The current study was designed to determine how three rates of rhythmic sound (i.e., slow, medium, or fast) and white noise (i.e., static) would affect counting of objects that are placed in near or far proximity for both symmetrical and asymmetrical arrangements. Previous research has independently studied both proximity (Kowler & Steinman, 1977) and arrangement (Noro, 1980) but not the possible interactions obtained between the two types of configurations. Further, no known previous research has investigated cross-modal influences on counting tasks.

Based on the assumption that a certain internal rhythm is inherent in the serial counting process, I expected more interference by rhythmic auditory sounds when compared to the interference created bywhite noise distraction. Furthermore, the rhythm rate was expected to interact with proximity and arrangement due to the incongruity between internal counting speed (determined by spatial arrangement and proximity) and the external influence on counting speed (provided by the sound rates). Specifically, the external rhythm was expected to create interference when display arrangements predisposed an opposing internal counting rhythm.
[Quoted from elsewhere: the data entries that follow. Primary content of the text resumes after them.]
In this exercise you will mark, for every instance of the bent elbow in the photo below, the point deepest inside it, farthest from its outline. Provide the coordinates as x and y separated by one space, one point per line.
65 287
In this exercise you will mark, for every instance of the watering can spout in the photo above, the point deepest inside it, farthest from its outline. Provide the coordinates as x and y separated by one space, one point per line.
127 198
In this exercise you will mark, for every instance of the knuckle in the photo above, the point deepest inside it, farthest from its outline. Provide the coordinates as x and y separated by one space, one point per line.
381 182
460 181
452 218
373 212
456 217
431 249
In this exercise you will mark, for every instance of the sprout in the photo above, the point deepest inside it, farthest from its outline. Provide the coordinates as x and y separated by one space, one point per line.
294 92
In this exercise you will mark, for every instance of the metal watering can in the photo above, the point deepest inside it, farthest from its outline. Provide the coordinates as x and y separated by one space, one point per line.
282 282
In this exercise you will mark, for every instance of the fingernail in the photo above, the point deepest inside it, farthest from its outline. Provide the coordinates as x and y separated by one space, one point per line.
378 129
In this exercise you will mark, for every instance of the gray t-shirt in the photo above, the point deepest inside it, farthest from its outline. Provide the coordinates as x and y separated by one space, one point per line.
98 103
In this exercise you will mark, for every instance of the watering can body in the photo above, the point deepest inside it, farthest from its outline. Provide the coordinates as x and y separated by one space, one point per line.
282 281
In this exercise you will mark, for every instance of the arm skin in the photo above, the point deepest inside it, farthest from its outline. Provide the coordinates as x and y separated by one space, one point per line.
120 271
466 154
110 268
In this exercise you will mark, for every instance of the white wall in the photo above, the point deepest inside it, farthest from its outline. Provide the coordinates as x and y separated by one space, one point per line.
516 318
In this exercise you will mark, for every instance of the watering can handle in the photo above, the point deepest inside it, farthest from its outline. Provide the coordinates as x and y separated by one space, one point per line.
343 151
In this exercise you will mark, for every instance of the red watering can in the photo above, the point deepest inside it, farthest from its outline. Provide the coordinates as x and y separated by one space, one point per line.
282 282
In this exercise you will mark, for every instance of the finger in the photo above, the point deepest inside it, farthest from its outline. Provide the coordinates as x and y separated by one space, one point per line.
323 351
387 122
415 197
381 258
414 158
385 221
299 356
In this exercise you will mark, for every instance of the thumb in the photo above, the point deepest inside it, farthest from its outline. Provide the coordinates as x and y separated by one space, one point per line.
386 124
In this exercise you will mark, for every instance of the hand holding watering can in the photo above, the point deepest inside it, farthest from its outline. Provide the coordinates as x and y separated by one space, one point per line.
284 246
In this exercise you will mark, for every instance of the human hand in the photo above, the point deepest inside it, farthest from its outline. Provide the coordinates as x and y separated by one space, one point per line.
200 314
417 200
For example, a slow rhythmic sound was expected to increase response times for counting when dots were placed close together (for which eye movements were expected to occurmore rapidly). Conversely, the fast rhythmic sound was expected to decrease response times for close dots, but cause increased response times when dots were far apart due to the interference between the expected slow eye movements with the fast rhythm.

Finally, attention to the auditory stimulus was systematically manipulated in order to determine if attending to the auditory stimulus might increase the cross modal interference effects. In the attention conditions, possible interference was created by the necessity of simultaneously performing two tasks using different sense modalities. When attention to the auditory stimuli was not explicitly instructed, interference effects were expected to decrease due to the ability to selectively attend to visual information (i.e., participants might be able to "tune out" the auditory stimulus).




One hundred and two participants were tested in this study. Participants were obtained through sign-up sheets in the Psychology department and received course credit for participating. Each participant gave informed consent, and each was given debriefing forms upon completion of the session.


This study was a 4 sound rate (white, fast, medium, slow) x 2 attention instructions (attend, no attend) x 2 proximity (near, far) x 2 arrangement (symmetrical, asymmetrical) mixed factorial design. The within variables were proximity and arrangement, so that all participants were tested using both the near and far proximities in both the random and symmetrical arrangements.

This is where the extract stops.